The first Indian-American to run a show, Kaling has to know the cruelty of the speed of change more than most. But in classic Indian-American fashion, she’s adept at responding to it, “an A student,” as she once told NPR. “I’m addicted to feedback, and I want to please people.” Today, the teachers are different than they once were; now they live on Twitter, where the only thing you can take for granted about the primacy of white dudes is that someone will challenge it. Whereas Kaling came of age when they were prime, the only woman writer on staff at The Office, a 24-year-old in 2004. For years after, she seemed uneasy with the costs of being the only one, even as her character on The Mindy Project reveled in that position. In that same NPR interview, Kaling pointed out the inefficiencies for “others” in the business, calling the role “insidious.” That is, “to be spending more of your time reflecting and talking … in smart ways about your otherness, rather than doing the hard work of your job.”

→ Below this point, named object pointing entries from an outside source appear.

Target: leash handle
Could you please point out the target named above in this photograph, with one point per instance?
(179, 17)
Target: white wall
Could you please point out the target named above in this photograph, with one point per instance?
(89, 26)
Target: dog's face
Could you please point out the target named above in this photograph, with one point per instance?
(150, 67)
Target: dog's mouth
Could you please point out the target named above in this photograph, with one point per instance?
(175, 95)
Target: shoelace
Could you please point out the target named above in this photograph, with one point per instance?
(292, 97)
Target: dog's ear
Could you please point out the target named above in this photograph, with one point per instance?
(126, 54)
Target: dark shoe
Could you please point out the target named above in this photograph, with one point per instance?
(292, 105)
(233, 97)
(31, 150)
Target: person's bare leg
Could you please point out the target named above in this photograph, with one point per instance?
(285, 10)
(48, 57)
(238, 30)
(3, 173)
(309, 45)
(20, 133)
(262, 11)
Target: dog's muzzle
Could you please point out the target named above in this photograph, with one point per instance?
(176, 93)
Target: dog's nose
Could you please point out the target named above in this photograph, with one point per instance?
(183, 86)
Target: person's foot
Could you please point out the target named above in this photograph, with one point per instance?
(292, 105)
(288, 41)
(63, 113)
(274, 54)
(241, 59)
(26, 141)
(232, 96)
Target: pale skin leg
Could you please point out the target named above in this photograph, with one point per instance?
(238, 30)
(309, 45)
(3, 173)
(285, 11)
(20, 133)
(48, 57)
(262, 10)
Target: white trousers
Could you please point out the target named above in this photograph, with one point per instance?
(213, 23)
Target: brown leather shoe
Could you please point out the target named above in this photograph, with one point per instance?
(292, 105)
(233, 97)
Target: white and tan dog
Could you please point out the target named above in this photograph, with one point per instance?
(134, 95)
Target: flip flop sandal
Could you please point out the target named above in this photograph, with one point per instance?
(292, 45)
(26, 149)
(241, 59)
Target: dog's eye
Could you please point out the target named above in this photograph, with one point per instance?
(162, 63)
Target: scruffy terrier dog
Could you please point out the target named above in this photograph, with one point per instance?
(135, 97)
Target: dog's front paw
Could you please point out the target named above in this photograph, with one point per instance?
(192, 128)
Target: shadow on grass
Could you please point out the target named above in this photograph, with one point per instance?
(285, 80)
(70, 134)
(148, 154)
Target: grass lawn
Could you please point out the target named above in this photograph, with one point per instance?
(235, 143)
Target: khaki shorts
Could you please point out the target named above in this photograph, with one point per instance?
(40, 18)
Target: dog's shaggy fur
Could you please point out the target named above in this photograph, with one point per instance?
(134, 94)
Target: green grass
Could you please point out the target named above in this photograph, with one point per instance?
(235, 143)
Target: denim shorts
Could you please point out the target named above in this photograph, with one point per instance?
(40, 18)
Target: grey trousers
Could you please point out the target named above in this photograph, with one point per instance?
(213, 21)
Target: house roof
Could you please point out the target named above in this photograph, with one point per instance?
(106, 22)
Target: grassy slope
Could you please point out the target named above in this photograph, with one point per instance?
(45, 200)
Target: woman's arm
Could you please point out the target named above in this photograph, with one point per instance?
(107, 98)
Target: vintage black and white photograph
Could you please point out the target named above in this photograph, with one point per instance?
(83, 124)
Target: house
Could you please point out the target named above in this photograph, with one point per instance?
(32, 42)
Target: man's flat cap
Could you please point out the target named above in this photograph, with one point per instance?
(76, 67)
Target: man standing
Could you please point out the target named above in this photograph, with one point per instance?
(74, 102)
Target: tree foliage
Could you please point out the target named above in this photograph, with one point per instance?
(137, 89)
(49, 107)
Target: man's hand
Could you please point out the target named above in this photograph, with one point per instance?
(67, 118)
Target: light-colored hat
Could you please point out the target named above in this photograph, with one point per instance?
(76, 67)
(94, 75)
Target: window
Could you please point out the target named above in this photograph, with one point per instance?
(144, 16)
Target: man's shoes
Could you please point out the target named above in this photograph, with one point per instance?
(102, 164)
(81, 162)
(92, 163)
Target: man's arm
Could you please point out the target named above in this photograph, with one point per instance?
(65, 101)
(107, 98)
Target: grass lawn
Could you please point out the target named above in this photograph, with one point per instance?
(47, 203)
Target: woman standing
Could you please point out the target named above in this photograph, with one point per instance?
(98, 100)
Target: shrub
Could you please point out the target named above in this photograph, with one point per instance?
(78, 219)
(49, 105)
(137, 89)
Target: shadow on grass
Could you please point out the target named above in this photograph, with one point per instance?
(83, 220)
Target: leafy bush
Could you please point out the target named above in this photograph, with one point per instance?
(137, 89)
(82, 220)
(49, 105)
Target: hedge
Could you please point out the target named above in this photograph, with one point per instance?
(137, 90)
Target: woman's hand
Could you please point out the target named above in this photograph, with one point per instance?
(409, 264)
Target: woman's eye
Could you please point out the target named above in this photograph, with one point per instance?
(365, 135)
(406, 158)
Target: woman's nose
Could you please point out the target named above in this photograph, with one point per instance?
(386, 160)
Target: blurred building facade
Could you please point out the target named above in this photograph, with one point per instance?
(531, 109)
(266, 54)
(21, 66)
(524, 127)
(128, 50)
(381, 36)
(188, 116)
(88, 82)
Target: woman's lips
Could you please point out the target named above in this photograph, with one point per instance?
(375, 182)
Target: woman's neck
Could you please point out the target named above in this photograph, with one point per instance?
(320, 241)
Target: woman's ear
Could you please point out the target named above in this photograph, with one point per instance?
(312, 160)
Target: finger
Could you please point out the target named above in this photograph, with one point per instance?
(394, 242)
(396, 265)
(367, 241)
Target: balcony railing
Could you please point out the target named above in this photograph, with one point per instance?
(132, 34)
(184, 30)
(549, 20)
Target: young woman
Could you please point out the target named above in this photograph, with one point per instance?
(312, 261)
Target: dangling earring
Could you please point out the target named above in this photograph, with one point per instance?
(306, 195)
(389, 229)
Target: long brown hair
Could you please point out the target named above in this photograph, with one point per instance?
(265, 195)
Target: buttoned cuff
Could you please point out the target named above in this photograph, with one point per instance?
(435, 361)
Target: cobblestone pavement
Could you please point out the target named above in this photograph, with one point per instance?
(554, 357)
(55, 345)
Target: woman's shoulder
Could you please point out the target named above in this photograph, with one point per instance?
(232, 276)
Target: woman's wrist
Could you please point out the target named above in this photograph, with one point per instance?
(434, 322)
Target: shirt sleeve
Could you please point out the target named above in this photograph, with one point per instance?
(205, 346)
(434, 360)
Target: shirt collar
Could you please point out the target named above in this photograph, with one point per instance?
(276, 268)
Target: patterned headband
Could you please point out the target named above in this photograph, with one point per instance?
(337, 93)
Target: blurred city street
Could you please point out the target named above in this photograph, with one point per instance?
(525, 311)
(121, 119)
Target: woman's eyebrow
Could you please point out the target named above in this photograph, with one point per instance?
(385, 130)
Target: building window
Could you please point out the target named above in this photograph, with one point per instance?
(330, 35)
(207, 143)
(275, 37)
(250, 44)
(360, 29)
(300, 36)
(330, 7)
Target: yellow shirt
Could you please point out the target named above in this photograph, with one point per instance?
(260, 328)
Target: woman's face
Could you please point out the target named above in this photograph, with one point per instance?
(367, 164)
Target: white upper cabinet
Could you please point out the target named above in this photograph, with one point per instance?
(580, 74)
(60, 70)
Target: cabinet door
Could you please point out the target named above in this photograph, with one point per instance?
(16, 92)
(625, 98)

The Mindy Project in turn often seemed to value the benefits of life as a white man over the costs of being other — whether by way of Lahiri’s dating life, which skewed exclusively white male; the writing (or writing out) of other women on the show; an absence of people of color. These choices got heat, and over the show’s six-season run, they changed, taking into account the new school of thought, in which “men aren’t funny,” to quote Lindy West’s framing of the outing of Louis C.K.’s abuse inside the arc of the end of man. A world once defined by The Office, now anchored by Insecure and Atlanta.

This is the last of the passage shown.